Out of the Clear Blue Sky (movie review)


I picked this up from Movie Madness to continue on the topic of 911, taken up at Wanderers last week by David Chandler.  He invited myself and a friend to watch it at his house, given his own focus on this topic and the fact that we're all friends anyway, through Quakers.

As I expected from reading the dust jacket, this is not a film about the whys, hows or wherefores.  It's about a group of families connected to a company that lost all 650+ co-workers who went in to work that day at North Tower, right near the top, where one could feel the building sway and see water slosh back and forth in the sink.
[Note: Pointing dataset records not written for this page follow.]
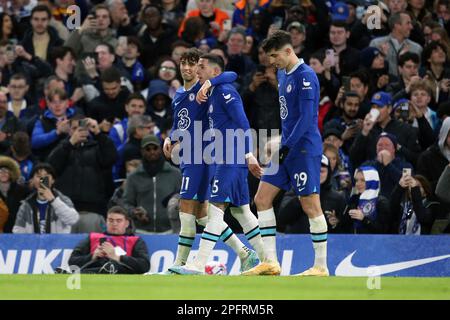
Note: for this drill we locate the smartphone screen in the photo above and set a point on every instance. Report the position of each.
(330, 55)
(44, 181)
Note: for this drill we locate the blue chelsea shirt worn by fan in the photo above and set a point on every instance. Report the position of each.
(299, 94)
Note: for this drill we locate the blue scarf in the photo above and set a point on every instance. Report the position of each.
(137, 74)
(367, 202)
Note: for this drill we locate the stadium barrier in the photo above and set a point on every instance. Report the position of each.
(348, 255)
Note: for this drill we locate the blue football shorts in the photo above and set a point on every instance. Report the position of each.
(299, 171)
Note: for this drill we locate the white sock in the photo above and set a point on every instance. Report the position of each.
(318, 228)
(268, 226)
(230, 239)
(250, 226)
(210, 235)
(186, 238)
(202, 221)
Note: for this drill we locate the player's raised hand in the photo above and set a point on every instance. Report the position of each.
(253, 166)
(202, 94)
(167, 148)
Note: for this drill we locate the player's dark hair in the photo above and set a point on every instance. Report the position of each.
(276, 41)
(215, 59)
(191, 56)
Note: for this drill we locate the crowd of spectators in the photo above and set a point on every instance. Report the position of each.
(83, 111)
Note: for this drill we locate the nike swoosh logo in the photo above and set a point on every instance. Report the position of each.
(347, 269)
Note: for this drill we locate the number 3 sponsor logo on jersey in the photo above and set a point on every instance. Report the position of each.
(283, 108)
(184, 121)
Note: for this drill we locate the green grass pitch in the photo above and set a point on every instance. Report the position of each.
(158, 287)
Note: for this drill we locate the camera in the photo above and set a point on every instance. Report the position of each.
(261, 68)
(404, 112)
(83, 123)
(45, 182)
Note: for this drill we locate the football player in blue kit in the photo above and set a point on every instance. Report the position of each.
(298, 158)
(232, 157)
(190, 123)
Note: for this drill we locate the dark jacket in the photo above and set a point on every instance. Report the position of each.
(152, 193)
(160, 47)
(158, 87)
(389, 175)
(16, 194)
(364, 147)
(44, 137)
(11, 126)
(103, 107)
(82, 171)
(425, 211)
(137, 263)
(380, 225)
(431, 164)
(55, 41)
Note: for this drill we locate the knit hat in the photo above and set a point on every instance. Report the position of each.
(368, 55)
(340, 11)
(390, 137)
(381, 99)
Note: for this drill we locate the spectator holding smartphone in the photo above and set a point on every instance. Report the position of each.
(117, 250)
(45, 210)
(89, 185)
(412, 205)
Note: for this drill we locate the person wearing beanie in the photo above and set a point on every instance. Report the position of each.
(387, 163)
(364, 146)
(11, 193)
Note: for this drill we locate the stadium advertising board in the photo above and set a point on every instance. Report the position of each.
(348, 255)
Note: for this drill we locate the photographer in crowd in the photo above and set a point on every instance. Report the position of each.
(117, 250)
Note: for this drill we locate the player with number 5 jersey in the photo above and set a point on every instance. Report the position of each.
(299, 156)
(190, 123)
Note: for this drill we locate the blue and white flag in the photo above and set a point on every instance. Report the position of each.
(368, 199)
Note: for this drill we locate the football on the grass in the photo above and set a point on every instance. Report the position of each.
(215, 268)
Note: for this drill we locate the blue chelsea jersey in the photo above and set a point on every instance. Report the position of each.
(299, 94)
(190, 119)
(230, 124)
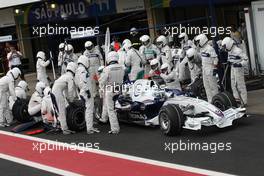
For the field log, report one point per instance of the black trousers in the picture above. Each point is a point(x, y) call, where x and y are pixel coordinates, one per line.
point(21, 69)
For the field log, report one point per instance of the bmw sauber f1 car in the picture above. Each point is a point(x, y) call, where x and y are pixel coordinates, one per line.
point(146, 103)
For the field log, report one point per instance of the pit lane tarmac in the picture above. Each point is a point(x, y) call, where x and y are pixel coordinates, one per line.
point(244, 158)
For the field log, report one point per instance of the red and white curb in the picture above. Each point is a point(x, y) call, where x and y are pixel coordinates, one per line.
point(19, 148)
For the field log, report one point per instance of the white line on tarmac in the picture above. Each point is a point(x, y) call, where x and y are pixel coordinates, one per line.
point(122, 156)
point(37, 165)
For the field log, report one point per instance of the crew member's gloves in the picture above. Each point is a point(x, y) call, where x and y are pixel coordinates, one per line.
point(215, 72)
point(237, 65)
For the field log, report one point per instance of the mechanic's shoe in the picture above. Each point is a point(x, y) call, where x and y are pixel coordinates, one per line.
point(65, 132)
point(103, 120)
point(113, 132)
point(93, 130)
point(7, 124)
point(90, 132)
point(244, 106)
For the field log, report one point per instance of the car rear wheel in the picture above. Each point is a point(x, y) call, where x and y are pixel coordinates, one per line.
point(198, 89)
point(171, 120)
point(20, 111)
point(76, 116)
point(98, 107)
point(224, 101)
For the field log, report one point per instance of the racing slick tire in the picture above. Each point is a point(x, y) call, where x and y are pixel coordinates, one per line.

When the plane hit, all access to the ground was lost and the physics was lethal.  The CEO, who was enjoying his son's first day of kindergarten, understood the situation and grappled with it as best he could.  At first he was the human face of the 911 victims, but then the media turned on him when rumors spread that his company was not planning to make good on its promises.

The arc of the film is a lot about the exoneration of the CEO, who lost his brother in the attack, as well as about the nightmare the victims have endured since 911.  The film makers also lost family members and friends in the attack.  The suffering of the victims is mixed with that sense of the surreality of these horrific events, a reminder that reality need not be believable.

David thinks any notion I may have that these buildings could have been pre-wired for demolition for benign reasons, namely to get rid of them when they proved to be white elephants, is highly unrealistic and thinks it far more likely that the wiring was premeditated and coordinated with the airplane attacks.

That's assuming a demolition occurred, in addition to the airplane hits, which many architects and engineers argue is likely, given eyewitness accounts, analysis of the video, and of the chemical residue from the dust.

Adding a button to the picture and a decision to press it, does not in itself point to who the decider was as a matter of logic, at least not in my mind.

I'm willing to add a button (e.g. to explain WTC 7's fall "at the speed of gravity" -- not 40% slower as the draft NIST report alleged) but that's about as far as I go in my own analysis of what happened.  I have no special insider knowledge I'm withholding at this time.